The conflict with the administration that Barnard had experienced at Williams was repeated under two different presidents at Alfred, and after Barnard's refusal to swear that he was not a member of the Communist Party, he was forced out of his position in 1950. After a brief appointment teaching a summer session at the University of Rochester that year, he remained unemployed for two years, devoting his time to completing his second book, Edwin Arlington Robinson: A Critical Study, published in 1952.
With the completion of the Robinson book, Barnard secured a position at the University of Chicago, remaining a provocative figure in advocating for civil liberties. In his article "Communism is not the Question" (written in 1953, but published in 1955), he directly criticized the practice of barring communists from academic positions. During his three years at Chicago, he also began to build a home at High Ledges, a plot of land in Shelburne Falls that he had purchased with his wife.
After Chicago, Barnard held a one-year appointment at Bowdoin College, during which he began to explore a new and controversial system for teaching English grammar that focused on actual usage rather than specific rules, and he launched into a biography of Wendell Willkie. Moving on to Northern Michigan University in the fall 1957, he developed a system of student evaluations for professors, and remained long enough to rise up the ranks and become department chair in 1962-1963. He presided over a selection committee which brought the first African-American faculty member to NMU.

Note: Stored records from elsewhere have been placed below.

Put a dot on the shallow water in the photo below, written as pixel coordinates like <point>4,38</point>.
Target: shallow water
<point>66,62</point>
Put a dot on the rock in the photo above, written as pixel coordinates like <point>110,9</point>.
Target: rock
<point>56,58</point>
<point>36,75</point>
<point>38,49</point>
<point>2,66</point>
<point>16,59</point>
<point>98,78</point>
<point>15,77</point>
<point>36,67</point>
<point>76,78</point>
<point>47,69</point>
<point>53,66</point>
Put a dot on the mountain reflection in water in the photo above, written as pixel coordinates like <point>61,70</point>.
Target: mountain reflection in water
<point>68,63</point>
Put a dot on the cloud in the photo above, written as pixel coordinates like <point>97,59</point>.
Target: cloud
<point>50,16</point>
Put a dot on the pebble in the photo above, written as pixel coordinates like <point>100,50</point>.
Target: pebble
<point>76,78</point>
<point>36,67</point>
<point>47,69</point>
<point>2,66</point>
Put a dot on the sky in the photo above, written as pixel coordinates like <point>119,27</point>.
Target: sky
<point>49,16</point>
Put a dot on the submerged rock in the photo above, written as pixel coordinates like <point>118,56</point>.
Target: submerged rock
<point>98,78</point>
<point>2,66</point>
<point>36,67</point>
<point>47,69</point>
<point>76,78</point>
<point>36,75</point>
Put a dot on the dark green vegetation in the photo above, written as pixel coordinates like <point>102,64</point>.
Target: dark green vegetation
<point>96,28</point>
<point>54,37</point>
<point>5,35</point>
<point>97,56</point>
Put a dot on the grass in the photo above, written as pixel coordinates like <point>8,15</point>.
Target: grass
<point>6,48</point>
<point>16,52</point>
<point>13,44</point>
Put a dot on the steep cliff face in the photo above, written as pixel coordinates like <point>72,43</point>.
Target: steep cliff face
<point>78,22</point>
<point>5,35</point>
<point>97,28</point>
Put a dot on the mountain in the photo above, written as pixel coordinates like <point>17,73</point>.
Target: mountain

In 1961, after taking a leave of absence from Northern Michigan University for the fall of 1960, Barnard completed work on his biography Wendell Willkie: Fighter for Freedom (1966). Like his subject, Barnard remained politically active, leading a faculty and student protest against to the dismissal of Bob McClellan, a history professor who had opposed administrative policies. Although McClellan's dismissal was avoided, Barnard had already tendered his resignation and returned home to Massachusetts to accept a position at the University of Massachusetts Amherst.
The latter years of Barnard's career at UMass were highlighted by continued work on Edwin Arlington Robinson and a series of self-published autobiographical works, as well as publications on teaching grammar. The last two years of his career at the University (1971-1973) were filled in the newly-created office of Ombudsman.
Even in retirement, Barnard continued to write. In 1998, the Massachusetts Audubon society published his book In a Wild Place: A Natural History of High Ledges, and his own Dinosaur Press issued both a collection of his poetry, Verses in a Vanished Mode (2002) and a posthumous collection of essays, Don't Give Up the Fight, Ever. Barnard lived in Amherst and High Ledges until his death on December 29, 2003.